While Tim Farron is virtually unknown outside the United Kingdom and hardly a household name within the country, the Leader of the minority Liberal Democrat Party has a smile on his face these days.
Since the referendum in favour of leaving the European Union last month, the party has signed up 15,000 new members — at one point its head office was handing one inquiry every minute — and has seen swings to it of up to 30 per cent in a number of admittedly minor local government by-elections.
The Liberal Democrats, popularly known as the Lib-Dems, is the only UK political party that has remained resolutely pro-European throughout its history, and after the referendum resulted in a narrow 3.9 per cent majority for leaving the EU, Farron described it as a lost battle – not a lost war.
His pledge to continue to campaign against Brexit, promising that a future Liberal Democrat Government would seek to restore the UK’s membership, has struck a chord, both with disillusioned pro-EU supporters and not a few who are having second thoughts about their vote to leave.
As the Conservatives continue to be divided between Brexit and Remain supporters and Labour is in a state of chaos over Jeremy Corbyn’s leadership, Farron has said that while the outcome of the referendum has to be respected, voters should know the Lib-Dems remain committed to the EU and would continue to have a platform dedicated to re-joining.
“For many millions of people, the referendum was not a vote to leave Europe, it was a howl of anger at politicians and institutions that they felt were out of touch and let them down,” Mr Farron said.
“The British people deserve the chance not to be stuck with the appalling consequences of a Leave campaign that stoked that anger with the lies of Farage, Johnson and Gove.
“The Liberal Democrats will fight the next election on a clear promise to restore British prosperity and its role in the world with the UK in the European Union, not out.
“If you agree with us, join us to make this happen.”
At first sight this seems a long shot.
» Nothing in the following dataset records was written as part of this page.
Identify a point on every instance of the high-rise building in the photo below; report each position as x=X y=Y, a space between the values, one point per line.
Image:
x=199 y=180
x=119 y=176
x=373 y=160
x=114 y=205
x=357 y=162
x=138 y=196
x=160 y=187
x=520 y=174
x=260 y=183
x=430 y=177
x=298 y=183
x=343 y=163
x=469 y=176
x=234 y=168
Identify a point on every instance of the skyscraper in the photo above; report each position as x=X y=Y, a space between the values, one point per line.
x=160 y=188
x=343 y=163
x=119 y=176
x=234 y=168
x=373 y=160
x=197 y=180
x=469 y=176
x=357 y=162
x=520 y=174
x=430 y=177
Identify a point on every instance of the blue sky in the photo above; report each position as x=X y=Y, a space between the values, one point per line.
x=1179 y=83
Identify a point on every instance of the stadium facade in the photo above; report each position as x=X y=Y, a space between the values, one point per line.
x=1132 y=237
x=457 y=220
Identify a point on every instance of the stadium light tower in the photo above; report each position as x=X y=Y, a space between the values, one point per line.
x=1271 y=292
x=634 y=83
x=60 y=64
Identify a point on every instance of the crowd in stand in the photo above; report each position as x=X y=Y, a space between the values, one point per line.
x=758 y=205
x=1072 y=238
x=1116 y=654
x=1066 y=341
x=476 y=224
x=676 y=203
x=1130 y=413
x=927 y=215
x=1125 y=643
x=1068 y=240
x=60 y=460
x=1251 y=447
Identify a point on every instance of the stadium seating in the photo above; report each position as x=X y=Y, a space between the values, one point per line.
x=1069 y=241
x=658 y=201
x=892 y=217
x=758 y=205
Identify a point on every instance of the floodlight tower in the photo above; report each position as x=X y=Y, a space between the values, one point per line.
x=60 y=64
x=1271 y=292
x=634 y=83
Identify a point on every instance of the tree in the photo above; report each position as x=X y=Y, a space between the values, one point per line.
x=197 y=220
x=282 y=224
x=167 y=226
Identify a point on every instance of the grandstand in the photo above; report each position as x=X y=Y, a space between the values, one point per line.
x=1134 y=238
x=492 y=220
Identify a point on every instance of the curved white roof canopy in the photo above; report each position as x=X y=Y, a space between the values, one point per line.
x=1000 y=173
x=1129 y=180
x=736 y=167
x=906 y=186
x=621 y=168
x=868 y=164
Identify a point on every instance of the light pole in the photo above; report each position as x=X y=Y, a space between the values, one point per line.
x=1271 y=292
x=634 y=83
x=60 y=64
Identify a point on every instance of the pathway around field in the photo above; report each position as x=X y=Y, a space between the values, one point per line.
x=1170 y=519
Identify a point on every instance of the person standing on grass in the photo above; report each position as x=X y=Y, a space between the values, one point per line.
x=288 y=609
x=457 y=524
The Lib-Dems have just eight MPs in the 650-member House of Commons, down from more than 50 after voters punished them for keeping the Conservatives in power as the junior partner in a coalition between 2010 and 2015.
The latest surge in their popularity would see the party regain that lost ground and possibly more if an election were to be held now.
Of course, one is not due until 2020 and new Prime Minister Theresa May has said the Government will serve its full term. However, given the current volatile state of UK politics, that is a brave statement.